The dichotomy between art as cognition and as action dates back to negotiations that took place between Kant on one side of the divide and Schiller, Schelling and Hegel on the other. Adorno, in his attack on inartistic art’s party-political alliances, sought to anchor the political dimension in the very core of the work of art: “Das Asoziale der Kunst ist bestimmte Negation der bestimmten Gesellschaft.” [The asocial in art is the definite negation of the definite society.] (Theodor W. Adorno)
In the reception of the classic avant-garde a tendency was already discernible to recast “the political dimension, which was part and parcel of the concept of avant-garde, as a dilemma of its protagonists” (Karl-Heinz Barck). In the case of the Viennese avant-gardes after 1945, a great deal of emphasis was on utopian elements and, even more so, on totalitarian elements, as in the case of Otto Muehl. These are particularly in evidence in the Wiener Architekturmanifeste [Viennese Architectural Manifestos].
A notorious dilemma in aesthetic theory is the tension between the postulated autonomy of art on the one hand and the call for its societal and political effectiveness on the other. The political dimensions of the Viennese avant-gardes, which competed from 1950 in the same epistemological field with the most advanced theories of the time – semiotics, psychoanalysis, the deconstruction or analysis of the dispositifs of power –, are becoming increasingly apparent in retrospect: “The real legacy of the Wiener Gruppe are the critique of the state and of reality through the critique of language, their anti-literary and anti-artistic concepts of literature and/or of art, their anti-statist and anti-authoritarian attitudes, their habitual transgression of the boundaries between the genres and between art and life.” (Peter Weibel)

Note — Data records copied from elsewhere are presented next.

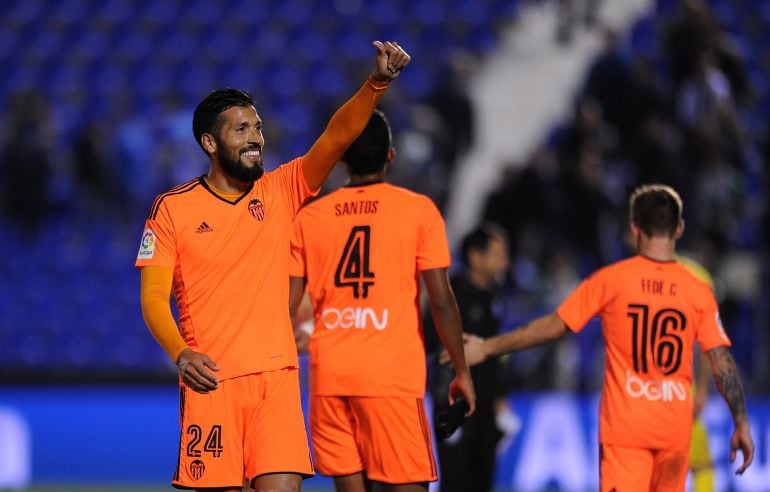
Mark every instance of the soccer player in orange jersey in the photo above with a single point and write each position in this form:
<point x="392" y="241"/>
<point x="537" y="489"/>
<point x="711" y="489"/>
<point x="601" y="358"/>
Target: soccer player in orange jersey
<point x="653" y="310"/>
<point x="221" y="242"/>
<point x="363" y="250"/>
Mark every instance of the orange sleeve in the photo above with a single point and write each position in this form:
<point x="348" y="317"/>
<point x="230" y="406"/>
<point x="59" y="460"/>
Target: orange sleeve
<point x="433" y="247"/>
<point x="585" y="302"/>
<point x="344" y="127"/>
<point x="154" y="298"/>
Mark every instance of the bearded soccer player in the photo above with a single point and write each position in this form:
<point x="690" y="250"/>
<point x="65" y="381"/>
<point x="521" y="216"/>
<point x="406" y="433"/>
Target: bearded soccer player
<point x="653" y="310"/>
<point x="221" y="243"/>
<point x="363" y="250"/>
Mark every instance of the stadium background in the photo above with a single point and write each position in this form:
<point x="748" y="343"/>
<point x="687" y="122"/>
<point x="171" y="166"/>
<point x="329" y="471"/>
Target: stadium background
<point x="511" y="111"/>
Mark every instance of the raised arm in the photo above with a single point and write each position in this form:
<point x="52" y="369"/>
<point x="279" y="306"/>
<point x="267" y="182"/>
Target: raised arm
<point x="351" y="118"/>
<point x="728" y="384"/>
<point x="446" y="317"/>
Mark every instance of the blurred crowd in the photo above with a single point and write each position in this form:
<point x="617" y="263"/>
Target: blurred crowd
<point x="674" y="105"/>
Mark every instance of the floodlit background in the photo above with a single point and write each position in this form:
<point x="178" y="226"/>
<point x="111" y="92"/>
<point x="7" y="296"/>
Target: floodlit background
<point x="540" y="115"/>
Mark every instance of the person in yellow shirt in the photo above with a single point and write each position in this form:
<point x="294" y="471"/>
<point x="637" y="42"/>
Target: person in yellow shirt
<point x="701" y="463"/>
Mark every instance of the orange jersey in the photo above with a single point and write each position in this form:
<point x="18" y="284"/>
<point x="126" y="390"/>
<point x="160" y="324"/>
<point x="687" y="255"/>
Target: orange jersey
<point x="362" y="249"/>
<point x="231" y="268"/>
<point x="652" y="313"/>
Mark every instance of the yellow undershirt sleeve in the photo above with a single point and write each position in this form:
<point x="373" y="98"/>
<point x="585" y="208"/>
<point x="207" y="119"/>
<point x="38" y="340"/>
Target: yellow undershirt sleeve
<point x="156" y="310"/>
<point x="344" y="127"/>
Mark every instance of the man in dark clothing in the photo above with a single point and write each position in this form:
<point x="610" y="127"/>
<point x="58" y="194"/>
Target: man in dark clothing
<point x="467" y="458"/>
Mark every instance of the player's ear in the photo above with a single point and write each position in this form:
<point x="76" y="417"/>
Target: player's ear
<point x="209" y="143"/>
<point x="679" y="229"/>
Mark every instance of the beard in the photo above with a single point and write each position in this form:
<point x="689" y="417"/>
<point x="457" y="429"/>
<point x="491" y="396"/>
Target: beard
<point x="240" y="171"/>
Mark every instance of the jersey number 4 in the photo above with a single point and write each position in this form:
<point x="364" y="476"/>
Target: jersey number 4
<point x="353" y="269"/>
<point x="658" y="334"/>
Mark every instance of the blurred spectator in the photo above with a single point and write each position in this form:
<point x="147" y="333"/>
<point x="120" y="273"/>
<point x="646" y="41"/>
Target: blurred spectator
<point x="573" y="13"/>
<point x="467" y="458"/>
<point x="26" y="160"/>
<point x="693" y="31"/>
<point x="527" y="198"/>
<point x="453" y="104"/>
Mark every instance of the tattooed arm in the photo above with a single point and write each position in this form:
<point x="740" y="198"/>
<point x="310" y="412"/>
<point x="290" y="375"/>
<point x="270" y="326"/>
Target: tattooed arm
<point x="728" y="383"/>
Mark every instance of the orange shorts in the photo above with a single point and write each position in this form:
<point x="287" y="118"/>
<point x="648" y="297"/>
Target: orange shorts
<point x="387" y="437"/>
<point x="630" y="469"/>
<point x="251" y="425"/>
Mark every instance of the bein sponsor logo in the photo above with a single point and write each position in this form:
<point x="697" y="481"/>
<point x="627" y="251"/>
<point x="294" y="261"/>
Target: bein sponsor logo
<point x="666" y="389"/>
<point x="358" y="318"/>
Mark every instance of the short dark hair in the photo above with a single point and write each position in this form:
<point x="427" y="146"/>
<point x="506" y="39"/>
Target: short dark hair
<point x="656" y="209"/>
<point x="369" y="152"/>
<point x="479" y="238"/>
<point x="206" y="116"/>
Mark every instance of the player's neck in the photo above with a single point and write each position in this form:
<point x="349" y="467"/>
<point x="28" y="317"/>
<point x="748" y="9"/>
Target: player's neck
<point x="366" y="179"/>
<point x="224" y="184"/>
<point x="658" y="248"/>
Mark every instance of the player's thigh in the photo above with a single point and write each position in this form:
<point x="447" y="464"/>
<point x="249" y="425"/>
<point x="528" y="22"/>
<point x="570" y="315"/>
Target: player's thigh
<point x="275" y="439"/>
<point x="625" y="469"/>
<point x="670" y="471"/>
<point x="394" y="439"/>
<point x="211" y="450"/>
<point x="332" y="431"/>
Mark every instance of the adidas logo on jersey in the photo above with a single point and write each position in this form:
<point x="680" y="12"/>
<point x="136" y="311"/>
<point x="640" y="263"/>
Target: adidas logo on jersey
<point x="204" y="227"/>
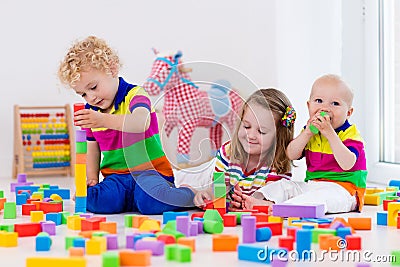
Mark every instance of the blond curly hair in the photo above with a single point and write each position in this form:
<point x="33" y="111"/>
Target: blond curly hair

There is no evidence of explicit gender consciousness in post-war Austria. Even though Maria Lassnig had been experimenting with body-oriented painting from the 1950s, no one was prepared to follow her example. It was left to Valie Export to proclaim a highly focussed variant of feminism, which made an issue of the female body and its role in art and society through spectacular performances and demonstrated the extent to which it was the object of discrimination.
The most crucial questions dealt with by this panel were:
What interventions by the Viennese avant-gardes may retrospectively be interpreted as acts of resistance, transgression or of utopian speculative thought?
What – if any – relationship links the development of the Viennese avant-gardes between 1960 and 1975 to the tendencies to put “high” and “low” on the same level, the spread of the pop-culture aesthetic and the socio-critical attitudes of sub- and counter-cultures?
What differences in the perception and significance of the Viennese avant-gardes are discernible between 1950/60/70 and today?